Let us help you figure that out!
Keep reading to get the inside scoop on who the best providers are (and why) across the Grand Canyon State.
Arizona’s Car Insurance Rates by Provider
|American Family Mutual||$4,150.43|
|Farmers Ins Co of AZ||$4,995.73|
|Progressive Advance Ins||$3,574.85|
|State Farm Mutual Auto||$4,750.62|
|Travelers Property Casualty||$3,079.96|
Ratings! How Arizona Car Insurance Companies Compare
Let’s dive right in with financial ratings and a look at the top ten Insurance providers in Arizona…

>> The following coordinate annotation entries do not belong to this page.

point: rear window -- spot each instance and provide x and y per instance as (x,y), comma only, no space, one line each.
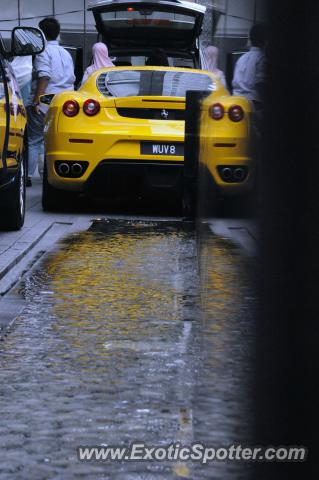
(131,83)
(141,61)
(147,18)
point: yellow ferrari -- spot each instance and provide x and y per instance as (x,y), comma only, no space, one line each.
(123,131)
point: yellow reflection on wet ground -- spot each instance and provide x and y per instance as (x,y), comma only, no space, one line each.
(123,340)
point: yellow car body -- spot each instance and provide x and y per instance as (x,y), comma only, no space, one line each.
(136,132)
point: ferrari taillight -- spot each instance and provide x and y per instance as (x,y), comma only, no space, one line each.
(236,113)
(216,111)
(91,107)
(71,108)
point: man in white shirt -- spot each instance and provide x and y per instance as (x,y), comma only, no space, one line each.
(249,75)
(54,73)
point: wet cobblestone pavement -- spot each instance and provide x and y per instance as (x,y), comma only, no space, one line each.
(122,340)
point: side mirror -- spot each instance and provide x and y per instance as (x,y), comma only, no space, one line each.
(26,41)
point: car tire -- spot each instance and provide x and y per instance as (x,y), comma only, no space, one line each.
(13,200)
(54,198)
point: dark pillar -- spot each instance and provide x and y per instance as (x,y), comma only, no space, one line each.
(287,369)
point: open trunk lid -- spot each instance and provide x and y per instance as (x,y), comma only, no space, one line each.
(160,24)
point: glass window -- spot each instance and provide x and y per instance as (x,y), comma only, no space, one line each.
(35,8)
(127,83)
(147,18)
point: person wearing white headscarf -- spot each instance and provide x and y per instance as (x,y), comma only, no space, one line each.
(211,56)
(101,59)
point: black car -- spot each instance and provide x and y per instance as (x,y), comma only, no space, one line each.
(24,41)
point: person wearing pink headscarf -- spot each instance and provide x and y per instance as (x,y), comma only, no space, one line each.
(211,56)
(101,59)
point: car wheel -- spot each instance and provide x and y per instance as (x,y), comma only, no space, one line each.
(53,198)
(13,200)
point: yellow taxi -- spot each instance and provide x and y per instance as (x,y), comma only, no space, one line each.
(25,41)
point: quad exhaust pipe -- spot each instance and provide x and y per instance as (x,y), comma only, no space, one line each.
(70,169)
(226,173)
(76,169)
(233,174)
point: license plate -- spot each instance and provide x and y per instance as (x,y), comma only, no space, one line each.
(161,148)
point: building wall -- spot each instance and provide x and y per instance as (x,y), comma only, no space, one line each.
(228,22)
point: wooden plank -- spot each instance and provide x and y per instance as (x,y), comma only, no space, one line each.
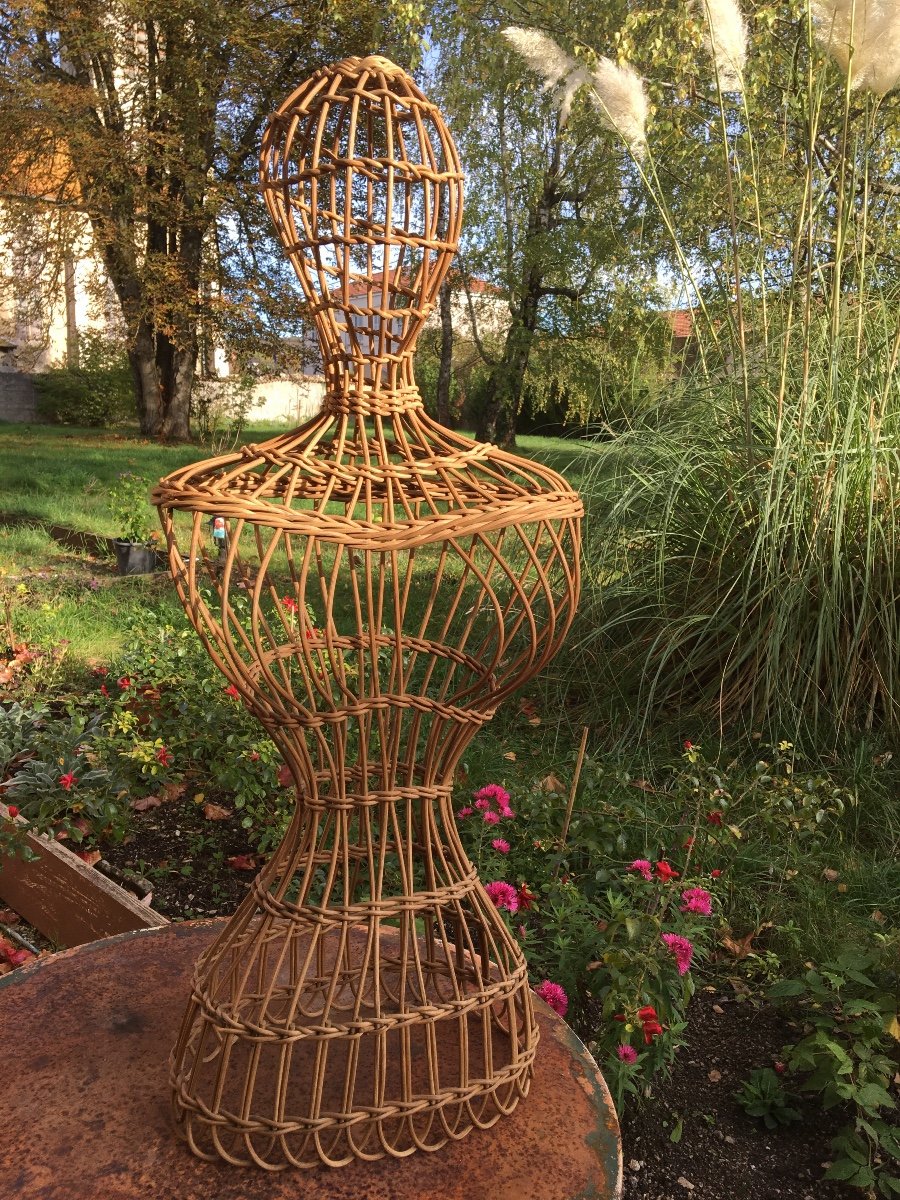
(65,899)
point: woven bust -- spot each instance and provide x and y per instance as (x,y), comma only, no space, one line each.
(382,586)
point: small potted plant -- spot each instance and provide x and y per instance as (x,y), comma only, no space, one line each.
(136,545)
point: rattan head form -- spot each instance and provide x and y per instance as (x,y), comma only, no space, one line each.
(364,185)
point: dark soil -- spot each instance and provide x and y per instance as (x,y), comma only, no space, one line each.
(183,858)
(724,1155)
(718,1152)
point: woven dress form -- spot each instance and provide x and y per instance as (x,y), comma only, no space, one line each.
(383,585)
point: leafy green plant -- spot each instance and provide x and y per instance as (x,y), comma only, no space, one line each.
(763,1096)
(130,505)
(96,393)
(850,1056)
(171,696)
(64,785)
(618,943)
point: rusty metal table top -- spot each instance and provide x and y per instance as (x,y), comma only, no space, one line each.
(88,1035)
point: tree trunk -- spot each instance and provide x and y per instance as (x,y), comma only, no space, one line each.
(497,421)
(447,354)
(163,378)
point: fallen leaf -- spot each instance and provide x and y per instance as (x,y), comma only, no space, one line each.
(145,802)
(742,947)
(215,813)
(643,785)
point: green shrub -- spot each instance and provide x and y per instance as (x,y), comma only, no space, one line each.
(763,1096)
(59,778)
(850,1056)
(97,393)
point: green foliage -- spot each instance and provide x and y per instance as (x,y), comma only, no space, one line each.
(763,1096)
(850,1057)
(593,928)
(762,586)
(58,774)
(96,393)
(130,504)
(177,697)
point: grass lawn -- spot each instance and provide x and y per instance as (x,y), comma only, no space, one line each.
(61,475)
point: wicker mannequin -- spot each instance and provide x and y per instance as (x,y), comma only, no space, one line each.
(384,583)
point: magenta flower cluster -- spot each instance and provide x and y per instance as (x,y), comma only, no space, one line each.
(696,900)
(553,995)
(492,802)
(682,948)
(503,894)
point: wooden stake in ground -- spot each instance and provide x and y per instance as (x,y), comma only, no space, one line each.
(385,585)
(576,777)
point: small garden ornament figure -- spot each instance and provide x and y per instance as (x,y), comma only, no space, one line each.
(385,585)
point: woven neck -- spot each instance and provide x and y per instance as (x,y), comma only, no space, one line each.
(371,402)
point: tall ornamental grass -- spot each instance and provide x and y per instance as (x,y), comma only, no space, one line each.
(742,552)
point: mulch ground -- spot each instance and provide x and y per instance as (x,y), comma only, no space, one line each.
(721,1153)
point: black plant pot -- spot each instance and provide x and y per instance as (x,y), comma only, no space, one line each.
(135,557)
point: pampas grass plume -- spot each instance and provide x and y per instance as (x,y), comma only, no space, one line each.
(619,94)
(617,91)
(725,39)
(873,27)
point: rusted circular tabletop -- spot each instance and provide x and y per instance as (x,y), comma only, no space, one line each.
(88,1035)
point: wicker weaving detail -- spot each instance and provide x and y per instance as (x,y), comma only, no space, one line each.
(381,587)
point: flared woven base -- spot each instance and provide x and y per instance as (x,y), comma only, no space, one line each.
(431,1050)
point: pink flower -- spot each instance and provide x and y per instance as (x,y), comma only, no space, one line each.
(682,948)
(553,995)
(697,900)
(504,895)
(493,792)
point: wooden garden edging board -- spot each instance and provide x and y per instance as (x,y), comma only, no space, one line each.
(65,899)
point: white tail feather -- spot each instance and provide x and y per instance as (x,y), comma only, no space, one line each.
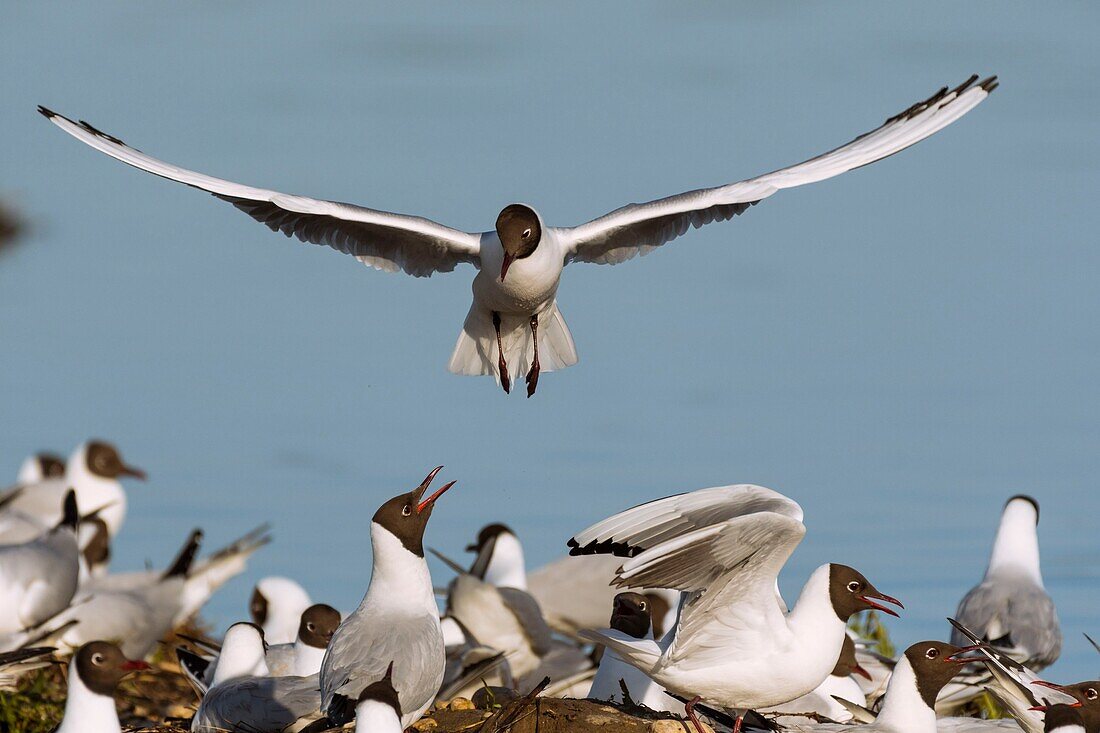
(475,351)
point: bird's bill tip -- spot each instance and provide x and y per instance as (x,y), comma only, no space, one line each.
(134,472)
(431,500)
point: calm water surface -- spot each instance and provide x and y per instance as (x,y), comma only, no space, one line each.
(900,349)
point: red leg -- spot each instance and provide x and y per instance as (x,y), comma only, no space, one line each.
(690,709)
(505,381)
(532,375)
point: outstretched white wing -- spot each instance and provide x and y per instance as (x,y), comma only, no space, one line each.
(639,228)
(383,240)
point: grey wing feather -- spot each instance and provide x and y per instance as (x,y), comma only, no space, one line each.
(361,652)
(1019,617)
(529,615)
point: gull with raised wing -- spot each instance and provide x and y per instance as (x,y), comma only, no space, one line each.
(735,645)
(514,323)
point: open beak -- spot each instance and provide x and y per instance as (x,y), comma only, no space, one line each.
(508,259)
(871,593)
(133,472)
(424,487)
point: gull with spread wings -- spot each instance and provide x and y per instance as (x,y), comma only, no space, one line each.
(514,321)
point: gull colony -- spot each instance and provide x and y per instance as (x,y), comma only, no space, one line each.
(670,609)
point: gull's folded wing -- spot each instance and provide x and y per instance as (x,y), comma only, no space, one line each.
(638,228)
(383,240)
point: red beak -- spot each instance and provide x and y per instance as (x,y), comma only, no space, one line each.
(508,259)
(133,472)
(882,597)
(424,487)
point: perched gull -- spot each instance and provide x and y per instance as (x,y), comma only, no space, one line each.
(92,471)
(514,323)
(839,684)
(95,673)
(630,616)
(380,711)
(243,696)
(1010,609)
(734,646)
(39,578)
(396,622)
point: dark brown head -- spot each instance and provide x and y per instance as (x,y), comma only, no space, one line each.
(257,606)
(103,460)
(318,624)
(519,231)
(630,614)
(98,549)
(847,665)
(101,666)
(851,592)
(50,466)
(1062,715)
(1088,701)
(383,691)
(934,664)
(406,516)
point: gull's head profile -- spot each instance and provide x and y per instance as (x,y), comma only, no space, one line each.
(406,515)
(519,230)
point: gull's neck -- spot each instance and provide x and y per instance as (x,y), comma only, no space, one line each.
(87,711)
(903,709)
(376,717)
(815,624)
(235,663)
(399,579)
(1015,547)
(95,492)
(506,567)
(307,659)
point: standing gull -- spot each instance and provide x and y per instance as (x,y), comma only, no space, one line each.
(397,621)
(735,645)
(514,323)
(1010,609)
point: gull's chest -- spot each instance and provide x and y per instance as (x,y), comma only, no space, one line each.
(530,285)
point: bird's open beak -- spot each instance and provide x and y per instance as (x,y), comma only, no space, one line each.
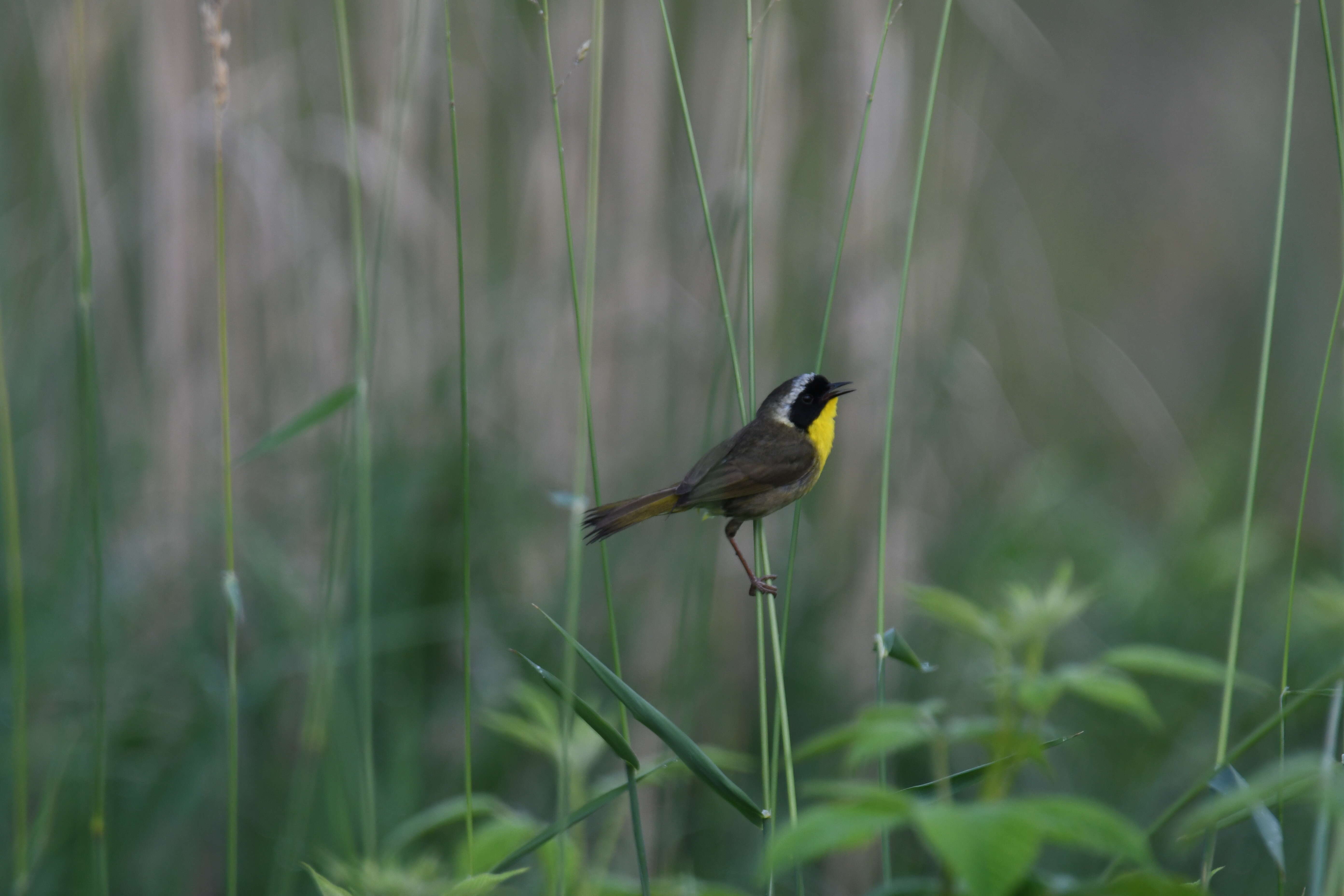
(838,390)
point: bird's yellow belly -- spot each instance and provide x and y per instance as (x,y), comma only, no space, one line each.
(823,432)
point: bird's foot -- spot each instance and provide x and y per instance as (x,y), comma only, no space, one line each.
(760,585)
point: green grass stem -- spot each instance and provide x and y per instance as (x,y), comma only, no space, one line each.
(744,409)
(464,448)
(364,452)
(217,38)
(89,439)
(1257,429)
(1320,394)
(885,494)
(18,633)
(822,339)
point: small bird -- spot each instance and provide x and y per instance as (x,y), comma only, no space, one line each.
(767,465)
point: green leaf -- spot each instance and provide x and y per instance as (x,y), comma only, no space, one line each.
(670,734)
(574,817)
(896,648)
(1297,778)
(1085,824)
(986,846)
(877,731)
(588,714)
(956,613)
(1170,663)
(306,420)
(1109,688)
(437,816)
(479,884)
(974,774)
(826,829)
(324,886)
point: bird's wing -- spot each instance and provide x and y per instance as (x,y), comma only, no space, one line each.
(753,461)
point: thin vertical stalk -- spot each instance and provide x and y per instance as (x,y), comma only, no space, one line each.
(584,334)
(464,449)
(1328,762)
(218,41)
(591,221)
(88,390)
(18,635)
(826,326)
(364,452)
(768,773)
(1320,394)
(1257,428)
(892,389)
(388,194)
(705,209)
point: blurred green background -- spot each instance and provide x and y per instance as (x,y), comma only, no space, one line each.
(1077,383)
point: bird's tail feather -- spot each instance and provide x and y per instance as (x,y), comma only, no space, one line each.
(607,520)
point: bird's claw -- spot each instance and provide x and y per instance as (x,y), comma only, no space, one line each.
(760,585)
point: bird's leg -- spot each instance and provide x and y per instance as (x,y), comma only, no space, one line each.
(757,585)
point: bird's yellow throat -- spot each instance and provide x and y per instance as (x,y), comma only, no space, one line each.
(823,432)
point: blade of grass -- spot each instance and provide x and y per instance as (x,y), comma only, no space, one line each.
(300,424)
(89,428)
(18,635)
(576,817)
(439,816)
(705,210)
(218,41)
(464,447)
(1327,774)
(677,739)
(1257,428)
(584,316)
(619,745)
(822,340)
(576,542)
(1320,393)
(364,449)
(892,387)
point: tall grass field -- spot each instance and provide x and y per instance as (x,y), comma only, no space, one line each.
(323,323)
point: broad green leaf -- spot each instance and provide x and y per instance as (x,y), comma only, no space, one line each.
(1085,824)
(877,731)
(956,613)
(437,816)
(306,420)
(974,774)
(897,648)
(588,714)
(480,884)
(831,828)
(1297,778)
(677,739)
(324,886)
(1272,833)
(1143,883)
(1109,688)
(868,794)
(573,819)
(984,846)
(1170,663)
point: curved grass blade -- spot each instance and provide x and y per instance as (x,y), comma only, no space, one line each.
(437,816)
(677,739)
(302,422)
(619,745)
(896,648)
(576,817)
(974,774)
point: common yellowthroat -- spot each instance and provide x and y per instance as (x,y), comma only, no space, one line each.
(769,464)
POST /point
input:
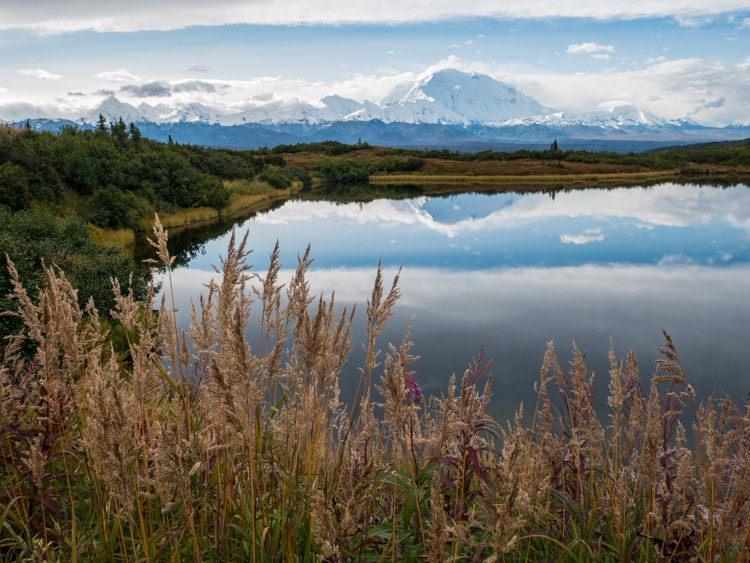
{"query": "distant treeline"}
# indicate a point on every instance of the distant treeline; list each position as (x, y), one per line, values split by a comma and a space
(664, 159)
(330, 148)
(121, 174)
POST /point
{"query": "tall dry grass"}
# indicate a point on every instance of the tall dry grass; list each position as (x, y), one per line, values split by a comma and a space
(200, 445)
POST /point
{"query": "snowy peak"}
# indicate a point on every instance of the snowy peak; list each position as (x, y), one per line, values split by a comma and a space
(452, 96)
(113, 109)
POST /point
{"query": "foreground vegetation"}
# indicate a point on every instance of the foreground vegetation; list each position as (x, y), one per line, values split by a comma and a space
(173, 446)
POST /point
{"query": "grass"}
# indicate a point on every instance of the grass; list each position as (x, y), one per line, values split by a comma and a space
(246, 195)
(526, 179)
(147, 443)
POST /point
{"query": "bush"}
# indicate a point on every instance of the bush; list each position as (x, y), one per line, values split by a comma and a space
(119, 459)
(275, 179)
(14, 186)
(341, 171)
(112, 208)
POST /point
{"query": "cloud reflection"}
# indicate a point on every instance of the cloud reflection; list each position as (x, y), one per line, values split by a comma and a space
(669, 205)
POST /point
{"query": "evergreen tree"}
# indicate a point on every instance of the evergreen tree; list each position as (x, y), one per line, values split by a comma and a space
(119, 132)
(135, 135)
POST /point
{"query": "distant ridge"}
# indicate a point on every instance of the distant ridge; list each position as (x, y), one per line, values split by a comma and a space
(451, 108)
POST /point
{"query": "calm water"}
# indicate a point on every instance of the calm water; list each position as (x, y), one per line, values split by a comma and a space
(513, 271)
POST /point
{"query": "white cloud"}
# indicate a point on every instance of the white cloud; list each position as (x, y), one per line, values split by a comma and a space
(671, 205)
(589, 48)
(671, 89)
(589, 235)
(39, 73)
(55, 16)
(117, 76)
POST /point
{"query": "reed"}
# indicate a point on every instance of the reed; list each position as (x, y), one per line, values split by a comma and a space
(199, 445)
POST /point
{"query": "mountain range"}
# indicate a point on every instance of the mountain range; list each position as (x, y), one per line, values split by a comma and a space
(447, 108)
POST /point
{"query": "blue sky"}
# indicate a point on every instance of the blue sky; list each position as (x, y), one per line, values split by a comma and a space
(674, 59)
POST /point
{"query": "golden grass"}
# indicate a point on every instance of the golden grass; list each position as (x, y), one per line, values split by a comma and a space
(154, 443)
(527, 179)
(246, 196)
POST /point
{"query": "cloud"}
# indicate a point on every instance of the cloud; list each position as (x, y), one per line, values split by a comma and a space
(264, 97)
(589, 235)
(194, 86)
(716, 103)
(671, 89)
(148, 90)
(39, 73)
(589, 48)
(117, 76)
(57, 17)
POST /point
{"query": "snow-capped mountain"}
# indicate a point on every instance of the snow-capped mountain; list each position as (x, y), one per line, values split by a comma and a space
(20, 111)
(454, 97)
(614, 116)
(113, 109)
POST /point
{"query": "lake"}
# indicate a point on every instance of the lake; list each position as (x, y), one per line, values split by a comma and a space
(512, 271)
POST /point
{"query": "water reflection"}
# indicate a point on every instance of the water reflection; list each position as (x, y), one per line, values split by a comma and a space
(513, 271)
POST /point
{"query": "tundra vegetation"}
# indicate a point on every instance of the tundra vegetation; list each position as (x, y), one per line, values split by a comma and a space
(200, 445)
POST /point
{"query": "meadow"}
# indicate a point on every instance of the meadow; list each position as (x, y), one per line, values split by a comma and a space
(130, 440)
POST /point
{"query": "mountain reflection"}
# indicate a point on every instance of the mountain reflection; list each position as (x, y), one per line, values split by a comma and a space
(514, 271)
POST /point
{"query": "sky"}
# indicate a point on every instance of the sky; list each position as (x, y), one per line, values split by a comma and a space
(673, 58)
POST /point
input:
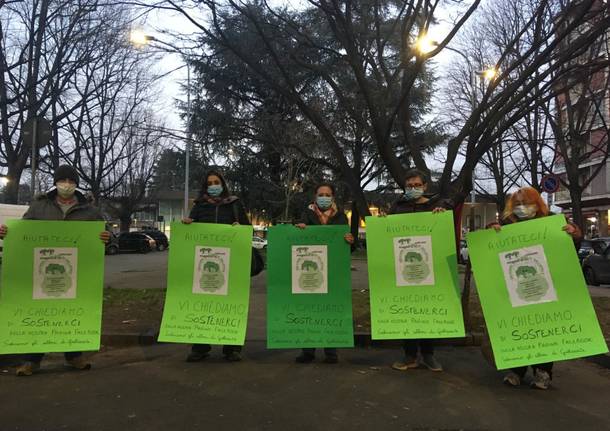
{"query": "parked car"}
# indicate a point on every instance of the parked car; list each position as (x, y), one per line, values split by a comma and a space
(136, 241)
(258, 242)
(596, 268)
(592, 246)
(159, 237)
(463, 251)
(112, 246)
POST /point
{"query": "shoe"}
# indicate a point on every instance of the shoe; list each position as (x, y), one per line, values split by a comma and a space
(27, 368)
(78, 363)
(197, 356)
(304, 358)
(233, 357)
(430, 362)
(410, 362)
(512, 379)
(542, 380)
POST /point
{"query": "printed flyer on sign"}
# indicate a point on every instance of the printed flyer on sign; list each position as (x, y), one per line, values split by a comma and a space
(208, 284)
(535, 301)
(413, 261)
(211, 270)
(413, 278)
(527, 276)
(309, 269)
(309, 294)
(52, 281)
(55, 273)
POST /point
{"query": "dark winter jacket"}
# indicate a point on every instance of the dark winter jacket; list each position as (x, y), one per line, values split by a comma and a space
(45, 207)
(576, 238)
(309, 217)
(403, 206)
(225, 211)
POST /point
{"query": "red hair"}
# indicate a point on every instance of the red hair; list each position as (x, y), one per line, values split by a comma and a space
(529, 196)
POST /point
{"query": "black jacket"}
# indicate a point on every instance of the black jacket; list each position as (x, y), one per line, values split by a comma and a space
(309, 217)
(227, 211)
(402, 205)
(45, 207)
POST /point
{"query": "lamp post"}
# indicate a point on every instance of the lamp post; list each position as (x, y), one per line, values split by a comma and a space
(139, 39)
(424, 45)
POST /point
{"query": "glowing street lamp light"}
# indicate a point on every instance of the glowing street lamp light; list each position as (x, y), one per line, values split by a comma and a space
(140, 39)
(425, 44)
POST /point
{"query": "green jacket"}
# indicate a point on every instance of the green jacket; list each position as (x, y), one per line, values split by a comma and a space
(45, 207)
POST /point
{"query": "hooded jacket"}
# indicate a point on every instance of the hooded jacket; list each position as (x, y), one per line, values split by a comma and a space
(45, 207)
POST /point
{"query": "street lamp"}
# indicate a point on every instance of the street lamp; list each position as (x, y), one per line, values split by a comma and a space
(140, 39)
(424, 45)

The 10 Largest Arizona Car Insurance Companies’ Financial Ratings
|Providers||A.M. Best Rating|
|American Family Mutual||A|
|Farmers Ins Co of AZ||A|
|Progressive Advance Ins||A+|
|State Farm Mutual Auto||A++|
|Travelers Property Casualty||A++|
Sometimes it’s more important to know what people are saying about these companies than it is to know the financial data. You’re the customer, after all, and you need to be treated well! Read on to find out what other customer experiences have been like.
Arizona’s Car Insurance Companies With the BEST Customer Ratings
J.D. Power and Associates in 2018 ranked CSAA the highest for customer satisfaction in the Southwest! Though The Hartford is not too far behind; there is only one point separating them from CSAA.
J.D. Power Business Consultant says, “Cost is not the sole indicator of customer satisfaction in the auto insurance industry. Low prices may attract new customers, but it’s service that keeps them.”
Here’s the total breakdown for 2018:
|Company||Ranking||J.D. Power Power Circle Ratings™|
|CSAA Insurance Group||839||5|
Arizona’s Car Insurance Companies With the MOST Customer Complaints
A bad review and complaint every now and again is par for the course for any business. But when there are multiple bad reviews and complaints, the time has come to start paying attention!
Here are the companies in Arizona with the most customer complaints:
|Companies with the Most Complaints||Total Complaints in 2017|
|American Family Insurance||73|
Sometimes complaints are balanced by overall customer satisfaction. Be sure to account for all factors as you’re shopping around.
Commute Rates in Arizona
|Company||10-Mile Commute/6,000 Miles annually||25-Mile Commute/12,000 Miles annually|
Companies such as Farmers and Allstate, and most other companies on this list, the cost is the same no matter the length of the commute.
Coverage Rates in Arizona
|Company||Coverage Type||Annual Average|
Interestingly enough, State Farm does not offer a high level of coverage. The company that offers a high level of coverage at the most reasonable price is Geico.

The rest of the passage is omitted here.